The university is nearing the end of the process for selecting a vendor for an expanded multifactor authentication solution. Vendor demonstrations wrapped up in September, and the Multifactor Project team then conducted due-diligence exercises and explored pricing with the two vendors who remained under consideration. On November 18 and 19, the two vendors came to campus to demonstrate and describe deployment, administration, provisioning, and more in detail for their offerings. Once funding has been approved, contract negotiations will begin.

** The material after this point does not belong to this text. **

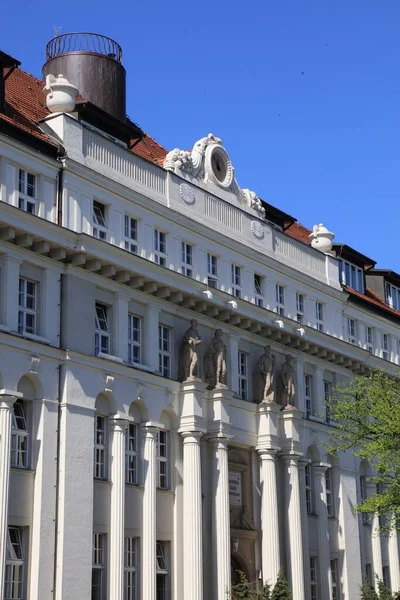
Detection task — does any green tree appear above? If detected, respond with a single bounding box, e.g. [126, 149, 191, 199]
[329, 371, 400, 529]
[271, 569, 292, 600]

A group of representatives from ITS, Medical Center Information Technology (MCIT), the School of Dentistry, and the School of Information have been working together on a Multifactor Authentication Project to select a vendor in preparation for implementing multifactor authentication more widely across the entire university. Two new implementation partners recently joined the project: the Institute for Social Research (ISR) and Student Life. Both units are participating in the final stages of the vendor selection process and will participate in early implementation of the chosen solution.
Multifactor authentication means using more than one factor to verify your identity when you log in. It means using at least two of these three factor types: something you know (such as a password), something you have (such as a tokencode), and something you are (such as a fingerprint). U-M's new multifactor solution will include a smartphone app as an authentication factor.
U-M CISO Don Welch says, "The most powerful single thing that we can do to help protect both individuals and University of Michigan systems and data is to expand the use of multifactor authentication."
Once the new multifactor solution is in place, members of the university community will be offered the option to use it to protect all their U-M accounts. "We will encourage everyone to protect all their accounts with multifactor authentication," said Don.